When he heard that it was Jesus of Nazareth, he began to cry out and say, "Jesus, Son of David, have mercy on me!" Many rebuked him, telling him to be silent. But he cried out all the more, "Son of David, have mercy on me!" Jesus stopped and said, "Call him." And they called the blind man, saying to him, "Take heart. Get up; he is calling you." Throwing off his cloak, he sprang up and came to Jesus. Jesus said to him, "What do you want me to do for you?" And the blind man said to him, "Rabbi, let me recover my sight." Jesus said to him, "Go your way; your faith has made you well." And immediately he recovered his sight and followed him on the way.
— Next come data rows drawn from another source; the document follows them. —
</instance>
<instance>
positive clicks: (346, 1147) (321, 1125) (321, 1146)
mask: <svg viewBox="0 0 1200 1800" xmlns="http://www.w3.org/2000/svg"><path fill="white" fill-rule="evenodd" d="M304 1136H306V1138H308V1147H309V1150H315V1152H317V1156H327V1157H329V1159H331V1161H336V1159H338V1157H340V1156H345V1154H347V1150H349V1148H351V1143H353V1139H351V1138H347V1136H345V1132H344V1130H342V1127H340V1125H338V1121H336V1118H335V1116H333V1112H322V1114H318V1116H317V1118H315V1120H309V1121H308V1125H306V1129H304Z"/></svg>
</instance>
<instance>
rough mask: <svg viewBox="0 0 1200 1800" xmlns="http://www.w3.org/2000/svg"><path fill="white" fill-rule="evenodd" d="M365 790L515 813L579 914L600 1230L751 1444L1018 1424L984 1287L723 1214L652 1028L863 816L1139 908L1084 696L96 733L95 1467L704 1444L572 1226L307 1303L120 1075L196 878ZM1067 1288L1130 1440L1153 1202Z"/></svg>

That's from Mark 10. Mark loves the word "immediately." You can be locked in some trouble that seems like it will never end, but it will. Many things can change for the better in a moment. It may not be today, but can you entertain the thought that winter will only last for a season? Maybe you have to wait your whole life as a blind man because the Son of David does not seem to pass by your house, yet because of the death and resurrection of the Messiah, we can say this with confidence: "In a little while you will see Jesus.” (Consider Colossians 1:15-23.) Borrow joy from the future today because of the Jesus who the disciples would see again after he died and rose again, and don’t be surprised if impossible problems that seem to last forever will soon be over because of Him.


1. What is Jesus talking about when He speaks to His disciples about “a little while” and why are they confused by His words?

2. What explains the different response of the world and the disciples to the events that will soon take place?

3. Is there some purpose to the anguish and sorrow that the disciples will face? Is there some purpose in waiting?

4. If you are in the midst of some present sorrow, could it be that you will be rejoicing in a little while, even in this life?